Decir “mi verdad” no siempre es una defensa narcisista; a veces es un grito de existencia. Después de haber sido silenciado o ridiculizado, de haber sufrido los embates de la vida, decir “esta es mi verdad” puede significar: “no quiero sentirme borrado u obviado otra vez”. Por eso, validar no es discutir los hechos, sino reconocer el peso emocional de una historia.

El peligro está en quedarse encerrado ahí, en que la emoción se convierta en muro. El proceso terapéutico busca lo contrario: abrir esa emoción, transformarla en puente. A veces no hay que elegir entre verdad y mentira, sino entre cerrarse o abrirse al pensamiento.

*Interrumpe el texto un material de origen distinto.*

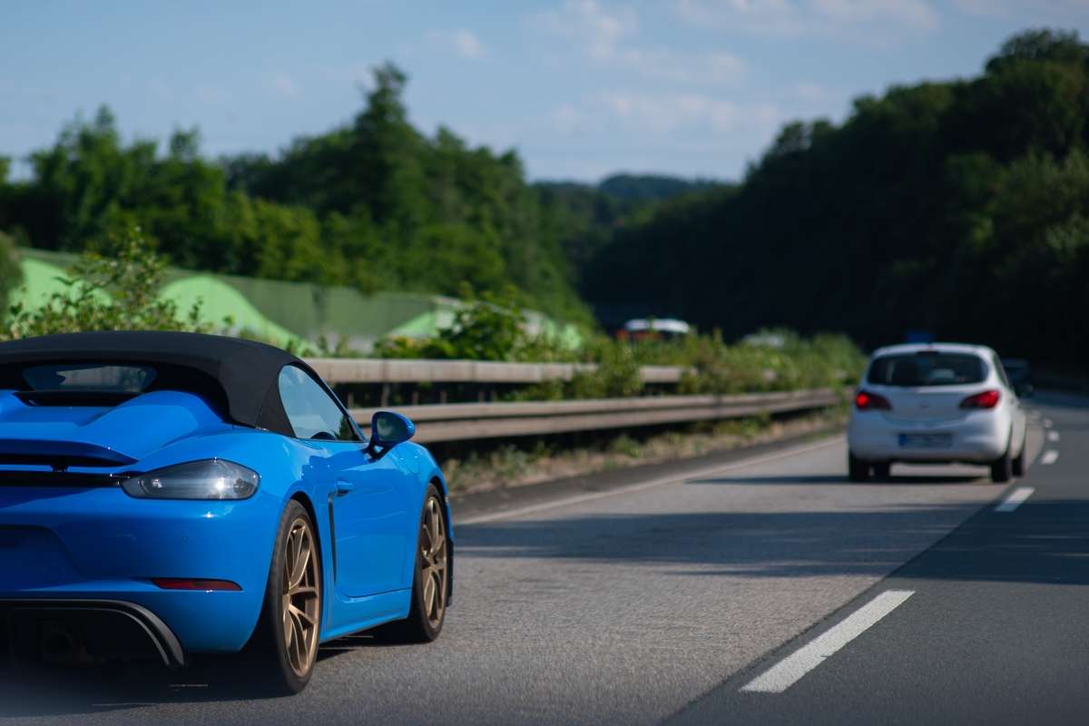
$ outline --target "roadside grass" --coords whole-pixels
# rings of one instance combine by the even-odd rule
[[[847,408],[836,406],[791,418],[763,415],[698,423],[641,438],[621,433],[580,447],[560,448],[543,441],[528,446],[506,444],[486,454],[470,452],[464,458],[448,458],[442,467],[452,492],[480,492],[689,458],[804,435],[846,420]]]

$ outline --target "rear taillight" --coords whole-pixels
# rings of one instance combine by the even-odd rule
[[[994,408],[1002,399],[998,391],[983,391],[960,402],[960,408]]]
[[[204,592],[228,591],[238,592],[242,590],[237,582],[230,580],[204,580],[191,579],[187,577],[155,577],[151,578],[156,587],[163,590],[203,590]]]
[[[855,394],[855,408],[858,410],[892,410],[892,404],[884,396],[869,391],[859,391]]]

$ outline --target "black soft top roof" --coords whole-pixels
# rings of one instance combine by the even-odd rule
[[[157,387],[173,382],[206,393],[229,420],[286,435],[293,432],[280,401],[280,371],[297,366],[321,382],[297,357],[265,343],[201,333],[101,331],[0,343],[0,387],[24,387],[27,365],[99,361],[155,365],[167,373]]]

La validación sin reflexión se vuelve dogma; la reflexión sin validación, vacío. El punto de encuentro es la duda compartida, ese “no sé” que permite respirar con un otro, para que las palabras, el pensamiento, la experiencia y la voz vuelvan a brotar.


Vivir en la pregunta

Adam Phillips escribió que las preguntas nos salvan del fanatismo de las respuestas. Y quizá esa sea la esencia del trabajo terapéutico: aprender a vivir en la pregunta sin que el no saber nos asuste. A veces lo que enferma no es el dolor, sino la prisa por cerrarlo con una explicación. Nos apuramos a entender, a nombrar, a resolver. Pero la mente necesita su tiempo. La curiosidad —dice Phillips— es una forma de esperanza: el deseo de seguir mirando, aunque aún no veamos claro.

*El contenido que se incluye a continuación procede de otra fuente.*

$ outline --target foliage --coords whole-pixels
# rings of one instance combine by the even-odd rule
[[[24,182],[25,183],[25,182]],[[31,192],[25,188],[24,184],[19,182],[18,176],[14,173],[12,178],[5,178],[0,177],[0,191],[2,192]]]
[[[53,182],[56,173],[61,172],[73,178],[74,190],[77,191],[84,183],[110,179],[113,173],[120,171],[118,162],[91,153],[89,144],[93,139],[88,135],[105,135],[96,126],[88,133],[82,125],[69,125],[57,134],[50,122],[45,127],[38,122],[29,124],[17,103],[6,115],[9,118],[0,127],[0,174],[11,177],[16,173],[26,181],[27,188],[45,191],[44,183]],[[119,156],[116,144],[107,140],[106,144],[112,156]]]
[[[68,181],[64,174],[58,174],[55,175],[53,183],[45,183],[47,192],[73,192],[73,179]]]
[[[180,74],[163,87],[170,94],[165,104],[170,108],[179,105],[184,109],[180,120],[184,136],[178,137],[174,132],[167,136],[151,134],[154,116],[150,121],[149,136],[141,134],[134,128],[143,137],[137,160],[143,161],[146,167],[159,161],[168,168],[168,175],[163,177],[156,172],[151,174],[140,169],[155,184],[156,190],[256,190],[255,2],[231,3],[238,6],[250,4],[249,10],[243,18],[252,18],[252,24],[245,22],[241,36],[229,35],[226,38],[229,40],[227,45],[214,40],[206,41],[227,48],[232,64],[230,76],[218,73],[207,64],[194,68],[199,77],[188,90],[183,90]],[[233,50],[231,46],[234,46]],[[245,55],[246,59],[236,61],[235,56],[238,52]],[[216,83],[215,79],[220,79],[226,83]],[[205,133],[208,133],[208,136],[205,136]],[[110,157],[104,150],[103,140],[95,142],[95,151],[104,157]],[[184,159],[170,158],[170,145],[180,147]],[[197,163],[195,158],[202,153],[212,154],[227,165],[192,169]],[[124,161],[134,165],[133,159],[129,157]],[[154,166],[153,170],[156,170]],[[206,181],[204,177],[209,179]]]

Christopher Bollas decía que pensar es una forma de relación erótica con lo desconocido. Y tal vez tenía razón: cuando uno se acerca a sí mismo con interés genuino, con deseo de comprender, aparece una ternura nueva. Pensar deja de ser una tarea fría y se convierte en una forma de cuidado: un modo de hacerle el amor a lo incierto, y de encontrar un lugar renovado en el mundo.

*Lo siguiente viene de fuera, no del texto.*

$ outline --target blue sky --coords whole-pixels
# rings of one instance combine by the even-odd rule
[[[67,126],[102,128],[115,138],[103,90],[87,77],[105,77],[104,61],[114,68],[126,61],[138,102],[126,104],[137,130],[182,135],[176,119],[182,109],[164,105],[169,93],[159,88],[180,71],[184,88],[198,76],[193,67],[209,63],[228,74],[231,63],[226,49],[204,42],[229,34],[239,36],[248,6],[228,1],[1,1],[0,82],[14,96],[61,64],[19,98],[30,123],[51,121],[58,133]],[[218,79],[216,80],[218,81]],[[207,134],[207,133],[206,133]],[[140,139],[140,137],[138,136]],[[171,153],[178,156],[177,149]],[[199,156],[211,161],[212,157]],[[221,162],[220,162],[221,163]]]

Aprender de la experiencia, quizá sea eso de dejar que la realidad nos toque sin huir enseguida hacia la teoría o el control. A veces eso ocurre en un simple silencio compartido: cuando alguien descubre que puede sentir sin derrumbarse, que puede no entender y seguir vivo. Ese momento, tan leve, marca el comienzo del pensamiento.Quizá la madurez emocional no tenga tanto que ver con saber, con una verdad inamovible, sino con poder quedarse un instante en la pregunta, sin cerrarla. Dejar que algo respire entre lo que sentimos y lo que todavía no sabemos decir.

Ahí, en esa distancia mínima y viva, como un pie descalzo tras otro, algo cambia. No porque hallemos la respuesta correcta, sino porque aceptamos no tener suelo firme. Escucharnos es caminar sobre la cuerda floja de lo que sentimos, sin cerrarlo ni huir. Y en ese riesgo contenido, vuelve a circular la vitalidad.